Recent onderzoek, zoals het besproken artikel uit Nature Genetics, laat zien dat deze variatie niet willekeurig is. Door een zogeheten person-centered benadering toe te passen – waarbij gekeken wordt naar het geheel van kenmerken per persoon – kunnen duidelijke subgroepen binnen het autismespectrum worden onderscheiden. Deze subgroepen zijn niet alleen klinisch relevant, maar blijken ook genetisch verschillend te zijn.

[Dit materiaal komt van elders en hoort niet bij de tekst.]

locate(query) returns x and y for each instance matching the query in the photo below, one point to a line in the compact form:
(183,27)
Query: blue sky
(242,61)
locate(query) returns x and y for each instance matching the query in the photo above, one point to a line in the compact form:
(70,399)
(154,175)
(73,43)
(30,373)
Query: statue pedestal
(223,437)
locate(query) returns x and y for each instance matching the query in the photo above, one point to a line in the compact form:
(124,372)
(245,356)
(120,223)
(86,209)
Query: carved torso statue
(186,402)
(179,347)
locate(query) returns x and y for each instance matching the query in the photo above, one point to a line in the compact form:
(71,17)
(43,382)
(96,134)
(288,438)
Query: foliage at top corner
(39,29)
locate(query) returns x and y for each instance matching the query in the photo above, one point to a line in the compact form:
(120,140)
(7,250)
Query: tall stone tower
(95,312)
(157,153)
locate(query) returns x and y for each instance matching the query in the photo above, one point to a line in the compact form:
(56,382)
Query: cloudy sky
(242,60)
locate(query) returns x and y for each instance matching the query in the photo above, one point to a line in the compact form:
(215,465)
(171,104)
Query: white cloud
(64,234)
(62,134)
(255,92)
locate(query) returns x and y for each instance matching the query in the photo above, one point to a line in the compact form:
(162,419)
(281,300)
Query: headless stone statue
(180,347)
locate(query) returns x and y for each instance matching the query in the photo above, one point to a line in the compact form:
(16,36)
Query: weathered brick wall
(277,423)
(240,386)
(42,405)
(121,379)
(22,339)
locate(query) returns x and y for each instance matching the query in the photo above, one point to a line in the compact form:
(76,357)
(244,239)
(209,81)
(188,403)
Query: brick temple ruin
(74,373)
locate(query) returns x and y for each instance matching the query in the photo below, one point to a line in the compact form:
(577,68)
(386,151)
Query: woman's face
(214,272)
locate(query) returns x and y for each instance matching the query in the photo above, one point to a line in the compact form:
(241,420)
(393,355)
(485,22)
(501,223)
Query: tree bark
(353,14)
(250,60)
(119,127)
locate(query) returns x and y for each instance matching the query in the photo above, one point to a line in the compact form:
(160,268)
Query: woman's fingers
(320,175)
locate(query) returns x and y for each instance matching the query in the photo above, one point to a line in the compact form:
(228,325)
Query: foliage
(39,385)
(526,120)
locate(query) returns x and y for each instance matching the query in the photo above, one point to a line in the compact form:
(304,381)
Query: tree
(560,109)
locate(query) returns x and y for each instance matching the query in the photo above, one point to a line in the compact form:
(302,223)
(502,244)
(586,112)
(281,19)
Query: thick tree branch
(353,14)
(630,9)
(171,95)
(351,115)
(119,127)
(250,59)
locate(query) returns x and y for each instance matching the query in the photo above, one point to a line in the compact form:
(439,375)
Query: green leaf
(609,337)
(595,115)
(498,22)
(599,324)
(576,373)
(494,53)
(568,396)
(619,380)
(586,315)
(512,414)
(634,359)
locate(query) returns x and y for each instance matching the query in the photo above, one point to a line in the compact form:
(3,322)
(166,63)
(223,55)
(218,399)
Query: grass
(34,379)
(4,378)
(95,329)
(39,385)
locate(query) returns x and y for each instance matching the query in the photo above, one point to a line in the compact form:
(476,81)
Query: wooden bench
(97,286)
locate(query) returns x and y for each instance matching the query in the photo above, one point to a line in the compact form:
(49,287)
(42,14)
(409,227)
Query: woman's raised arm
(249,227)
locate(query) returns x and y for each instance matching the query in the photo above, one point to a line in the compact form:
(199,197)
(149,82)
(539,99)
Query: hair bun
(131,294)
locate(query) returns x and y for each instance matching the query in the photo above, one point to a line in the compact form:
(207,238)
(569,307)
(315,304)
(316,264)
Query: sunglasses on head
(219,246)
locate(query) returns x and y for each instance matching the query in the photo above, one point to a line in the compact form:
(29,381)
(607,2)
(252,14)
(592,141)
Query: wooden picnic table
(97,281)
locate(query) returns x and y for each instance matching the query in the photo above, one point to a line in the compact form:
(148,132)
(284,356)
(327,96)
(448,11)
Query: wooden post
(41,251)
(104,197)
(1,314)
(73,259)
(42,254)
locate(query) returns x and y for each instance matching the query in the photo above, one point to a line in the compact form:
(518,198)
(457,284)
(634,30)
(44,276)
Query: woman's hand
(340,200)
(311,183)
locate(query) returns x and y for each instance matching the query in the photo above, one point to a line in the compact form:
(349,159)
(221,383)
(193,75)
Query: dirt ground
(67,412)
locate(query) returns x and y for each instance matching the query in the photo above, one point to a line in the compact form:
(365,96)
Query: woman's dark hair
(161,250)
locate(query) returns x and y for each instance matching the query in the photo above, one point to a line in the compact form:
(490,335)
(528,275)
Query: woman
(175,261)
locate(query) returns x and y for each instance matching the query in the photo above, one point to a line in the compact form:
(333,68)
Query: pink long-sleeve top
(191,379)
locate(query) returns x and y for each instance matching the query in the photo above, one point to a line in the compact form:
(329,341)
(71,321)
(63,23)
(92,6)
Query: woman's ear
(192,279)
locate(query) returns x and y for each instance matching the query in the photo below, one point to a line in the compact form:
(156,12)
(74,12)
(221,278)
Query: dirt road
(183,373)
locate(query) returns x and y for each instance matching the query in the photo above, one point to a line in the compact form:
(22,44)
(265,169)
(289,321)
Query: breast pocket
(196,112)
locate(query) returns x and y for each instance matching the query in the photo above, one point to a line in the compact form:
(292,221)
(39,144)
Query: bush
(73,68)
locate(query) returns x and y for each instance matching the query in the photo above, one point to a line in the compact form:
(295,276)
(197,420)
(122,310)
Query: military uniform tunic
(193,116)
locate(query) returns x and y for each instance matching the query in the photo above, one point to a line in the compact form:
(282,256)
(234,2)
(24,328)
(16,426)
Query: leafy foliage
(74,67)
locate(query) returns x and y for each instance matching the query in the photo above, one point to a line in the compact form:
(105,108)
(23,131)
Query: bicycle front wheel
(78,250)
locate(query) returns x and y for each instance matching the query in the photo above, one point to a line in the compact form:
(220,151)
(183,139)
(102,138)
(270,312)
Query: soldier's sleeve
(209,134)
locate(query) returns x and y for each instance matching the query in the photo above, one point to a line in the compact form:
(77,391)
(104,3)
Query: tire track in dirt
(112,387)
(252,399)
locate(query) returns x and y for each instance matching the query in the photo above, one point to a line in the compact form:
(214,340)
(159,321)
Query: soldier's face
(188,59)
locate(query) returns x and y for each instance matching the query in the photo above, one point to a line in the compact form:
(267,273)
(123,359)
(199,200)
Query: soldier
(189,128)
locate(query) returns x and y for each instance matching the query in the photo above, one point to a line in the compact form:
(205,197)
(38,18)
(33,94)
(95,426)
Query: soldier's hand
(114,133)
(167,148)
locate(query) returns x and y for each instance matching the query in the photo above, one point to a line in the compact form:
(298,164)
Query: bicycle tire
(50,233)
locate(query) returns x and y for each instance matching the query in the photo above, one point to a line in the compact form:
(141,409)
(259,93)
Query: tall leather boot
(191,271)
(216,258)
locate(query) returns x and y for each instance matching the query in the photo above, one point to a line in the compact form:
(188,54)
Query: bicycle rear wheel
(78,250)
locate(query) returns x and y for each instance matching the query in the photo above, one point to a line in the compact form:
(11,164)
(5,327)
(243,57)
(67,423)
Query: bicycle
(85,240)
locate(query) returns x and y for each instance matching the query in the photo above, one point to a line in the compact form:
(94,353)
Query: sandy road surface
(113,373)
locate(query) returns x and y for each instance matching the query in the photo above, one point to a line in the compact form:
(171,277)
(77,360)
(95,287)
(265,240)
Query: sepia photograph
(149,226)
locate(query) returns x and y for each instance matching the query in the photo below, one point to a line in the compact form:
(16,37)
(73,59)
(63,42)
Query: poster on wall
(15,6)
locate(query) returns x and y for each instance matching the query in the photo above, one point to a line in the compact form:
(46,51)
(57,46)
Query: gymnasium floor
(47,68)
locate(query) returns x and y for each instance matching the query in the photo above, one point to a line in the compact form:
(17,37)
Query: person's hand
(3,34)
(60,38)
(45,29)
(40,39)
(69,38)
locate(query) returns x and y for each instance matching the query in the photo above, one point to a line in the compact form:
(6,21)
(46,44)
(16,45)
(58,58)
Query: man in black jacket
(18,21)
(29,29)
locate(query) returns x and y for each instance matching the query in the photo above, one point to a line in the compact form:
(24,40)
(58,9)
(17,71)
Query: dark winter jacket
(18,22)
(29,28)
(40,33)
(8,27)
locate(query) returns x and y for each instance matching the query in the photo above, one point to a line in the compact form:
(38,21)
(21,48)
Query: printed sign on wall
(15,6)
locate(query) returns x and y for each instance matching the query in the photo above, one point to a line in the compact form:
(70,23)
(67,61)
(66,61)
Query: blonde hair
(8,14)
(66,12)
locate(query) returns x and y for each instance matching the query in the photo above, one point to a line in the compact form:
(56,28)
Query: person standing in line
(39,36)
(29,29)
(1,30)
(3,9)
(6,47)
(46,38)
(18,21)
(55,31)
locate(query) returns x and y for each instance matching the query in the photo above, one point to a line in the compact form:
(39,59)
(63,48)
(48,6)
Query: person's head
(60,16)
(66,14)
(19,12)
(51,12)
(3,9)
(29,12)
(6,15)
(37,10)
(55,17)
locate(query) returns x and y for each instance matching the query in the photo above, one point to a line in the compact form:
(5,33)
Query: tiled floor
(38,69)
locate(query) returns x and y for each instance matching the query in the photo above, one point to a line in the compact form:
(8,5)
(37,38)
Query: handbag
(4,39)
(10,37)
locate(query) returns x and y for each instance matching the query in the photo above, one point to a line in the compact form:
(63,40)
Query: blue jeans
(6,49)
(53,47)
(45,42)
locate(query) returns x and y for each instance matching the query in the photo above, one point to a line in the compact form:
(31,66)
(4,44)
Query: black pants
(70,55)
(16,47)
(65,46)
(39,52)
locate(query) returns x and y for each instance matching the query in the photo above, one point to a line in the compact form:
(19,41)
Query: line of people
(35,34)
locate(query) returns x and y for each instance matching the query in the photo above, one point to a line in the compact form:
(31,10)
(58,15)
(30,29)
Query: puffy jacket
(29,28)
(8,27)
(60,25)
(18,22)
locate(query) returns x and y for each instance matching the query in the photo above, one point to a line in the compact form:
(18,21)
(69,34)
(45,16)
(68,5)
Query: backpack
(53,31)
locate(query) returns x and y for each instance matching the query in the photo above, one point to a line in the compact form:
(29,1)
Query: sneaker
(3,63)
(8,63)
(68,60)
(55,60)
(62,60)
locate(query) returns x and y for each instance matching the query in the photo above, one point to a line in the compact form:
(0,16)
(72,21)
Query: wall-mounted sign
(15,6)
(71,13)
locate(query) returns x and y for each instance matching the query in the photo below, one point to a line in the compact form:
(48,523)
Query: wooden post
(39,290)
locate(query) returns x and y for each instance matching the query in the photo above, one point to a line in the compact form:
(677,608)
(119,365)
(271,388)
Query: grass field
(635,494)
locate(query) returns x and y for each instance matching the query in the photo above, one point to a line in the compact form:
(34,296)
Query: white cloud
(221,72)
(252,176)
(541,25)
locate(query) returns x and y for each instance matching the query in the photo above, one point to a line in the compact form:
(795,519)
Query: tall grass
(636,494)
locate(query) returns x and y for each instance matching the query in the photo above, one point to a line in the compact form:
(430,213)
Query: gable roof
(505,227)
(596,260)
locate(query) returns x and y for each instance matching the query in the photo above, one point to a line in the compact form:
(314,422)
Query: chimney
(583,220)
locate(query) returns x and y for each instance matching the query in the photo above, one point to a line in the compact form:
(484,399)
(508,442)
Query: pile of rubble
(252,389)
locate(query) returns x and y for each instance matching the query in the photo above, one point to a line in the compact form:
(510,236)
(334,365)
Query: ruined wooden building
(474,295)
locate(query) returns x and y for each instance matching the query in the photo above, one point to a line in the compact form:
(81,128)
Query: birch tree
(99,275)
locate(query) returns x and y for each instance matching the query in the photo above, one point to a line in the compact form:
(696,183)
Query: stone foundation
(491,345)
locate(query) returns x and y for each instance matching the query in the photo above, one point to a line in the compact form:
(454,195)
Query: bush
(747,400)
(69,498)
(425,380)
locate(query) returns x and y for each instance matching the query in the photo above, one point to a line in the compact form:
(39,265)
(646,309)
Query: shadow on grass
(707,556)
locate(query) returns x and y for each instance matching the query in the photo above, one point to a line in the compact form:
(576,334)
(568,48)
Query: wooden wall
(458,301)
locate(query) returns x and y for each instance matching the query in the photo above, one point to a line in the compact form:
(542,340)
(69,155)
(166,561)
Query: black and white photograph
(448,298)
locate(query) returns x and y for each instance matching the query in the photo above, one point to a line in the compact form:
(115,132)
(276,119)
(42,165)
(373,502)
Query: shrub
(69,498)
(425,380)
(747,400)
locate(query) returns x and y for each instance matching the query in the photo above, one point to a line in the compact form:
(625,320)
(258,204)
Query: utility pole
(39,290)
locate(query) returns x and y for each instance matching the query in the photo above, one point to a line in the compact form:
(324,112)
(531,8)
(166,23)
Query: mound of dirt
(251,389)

Genetische studies tonen aan dat autisme niet door één gen of één type mutatie wordt veroorzaakt. Er zijn honderden genen betrokken, en de manier waarop deze genen tot uiting komen verschilt per individu. Sommige kinderen hebben zeldzame, sterk werkende mutaties (de novo varianten), terwijl anderen vooral een combinatie van erfelijke factoren en veelvoorkomende genetische variatie hebben. Deze genetische verschillen hangen samen met de manier waarop autisme zich ontwikkelt en uit.
Het theoretisch kader van dit onderzoek is dus gebaseerd op het idee dat autisme beter begrepen kan worden als een verzameling van verschillende biologische en ontwikkelingsroutes, die leiden tot verschillende klinische profielen. Door deze profielen te herkennen en te koppelen aan genetische patronen, ontstaat een meer verfijnd en bruikbaar model van autisme. Dit biedt kansen voor betere diagnostiek, gerichtere ondersteuning en toekomstig onderzoek naar behandeling.